Zatem jedyna drogą są szkolenia z tego tematu we własnym (firmy) zakresie.
Czy można wyszkolić pracownika z myślenia krytycznego? Tak, ale nie jest to szybki i prosty proces.
Mówimy tu o zmianie sposobu myślenia. To prawdziwa transformacja, wręcz rewolucja dla praktycznie każdego człowieka. Pierwszą osobą, która powinna się szkolić w tym obszarze jest…dyrektor/prezes/właściciel firmy. Po to, aby potem stwarzać warunki do…myślenia swoim pracownikom.
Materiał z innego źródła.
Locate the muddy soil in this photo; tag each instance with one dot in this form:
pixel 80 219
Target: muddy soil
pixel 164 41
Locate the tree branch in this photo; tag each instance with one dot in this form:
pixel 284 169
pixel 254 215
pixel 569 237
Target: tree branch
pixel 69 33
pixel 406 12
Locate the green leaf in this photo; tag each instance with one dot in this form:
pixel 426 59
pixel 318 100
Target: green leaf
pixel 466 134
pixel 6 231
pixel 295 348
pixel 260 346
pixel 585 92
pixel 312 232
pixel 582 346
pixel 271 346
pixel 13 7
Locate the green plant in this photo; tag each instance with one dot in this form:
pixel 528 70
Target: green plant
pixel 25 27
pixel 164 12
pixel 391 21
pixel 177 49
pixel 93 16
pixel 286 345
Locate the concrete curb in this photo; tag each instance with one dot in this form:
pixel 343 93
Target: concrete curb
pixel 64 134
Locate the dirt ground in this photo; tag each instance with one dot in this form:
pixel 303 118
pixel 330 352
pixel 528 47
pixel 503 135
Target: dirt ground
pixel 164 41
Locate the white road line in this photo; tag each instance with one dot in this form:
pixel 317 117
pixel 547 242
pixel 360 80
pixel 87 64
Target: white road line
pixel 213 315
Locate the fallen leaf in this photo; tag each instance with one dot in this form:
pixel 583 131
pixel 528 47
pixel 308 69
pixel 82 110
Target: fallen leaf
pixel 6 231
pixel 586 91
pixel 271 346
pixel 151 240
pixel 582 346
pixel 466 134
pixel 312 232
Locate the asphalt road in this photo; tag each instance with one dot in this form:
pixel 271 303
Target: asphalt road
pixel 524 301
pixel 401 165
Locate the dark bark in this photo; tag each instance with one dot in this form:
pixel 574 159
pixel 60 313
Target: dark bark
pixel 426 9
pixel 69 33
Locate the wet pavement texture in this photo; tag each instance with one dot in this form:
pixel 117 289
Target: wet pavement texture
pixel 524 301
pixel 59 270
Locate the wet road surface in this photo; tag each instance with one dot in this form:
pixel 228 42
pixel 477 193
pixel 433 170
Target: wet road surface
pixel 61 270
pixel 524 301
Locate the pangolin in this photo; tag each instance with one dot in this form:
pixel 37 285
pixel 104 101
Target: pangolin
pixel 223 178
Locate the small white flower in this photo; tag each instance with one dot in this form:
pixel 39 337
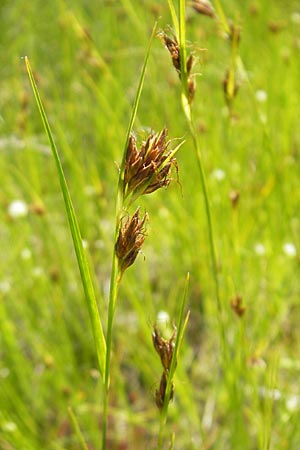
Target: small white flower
pixel 25 254
pixel 289 249
pixel 261 96
pixel 259 249
pixel 218 174
pixel 163 318
pixel 17 208
pixel 295 17
pixel 4 286
pixel 9 426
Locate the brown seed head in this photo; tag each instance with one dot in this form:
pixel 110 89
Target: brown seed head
pixel 130 240
pixel 237 306
pixel 173 48
pixel 161 392
pixel 204 7
pixel 147 169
Pozwalać im kwestionować zastany porządek, pozwalać im popełniać błędy, pozwalał im na głośnie wyrażanie swoich wątpliwości, pytań, lęków, ale też propozycji rozwiązań.
To proces wieloletni. Ale z każdym rokiem staje się coraz prostszy, gdyż na rynku pojawia się coraz więcej narzędzi krytycznego myślenia, dzięki którym łatwiej przeszkolić pracownika, a potem wyposażyć go w takie narzędzia, aby używał ich codziennie w swojej pracy.
Know-how istnieje, jest dostępne – również w Polsce.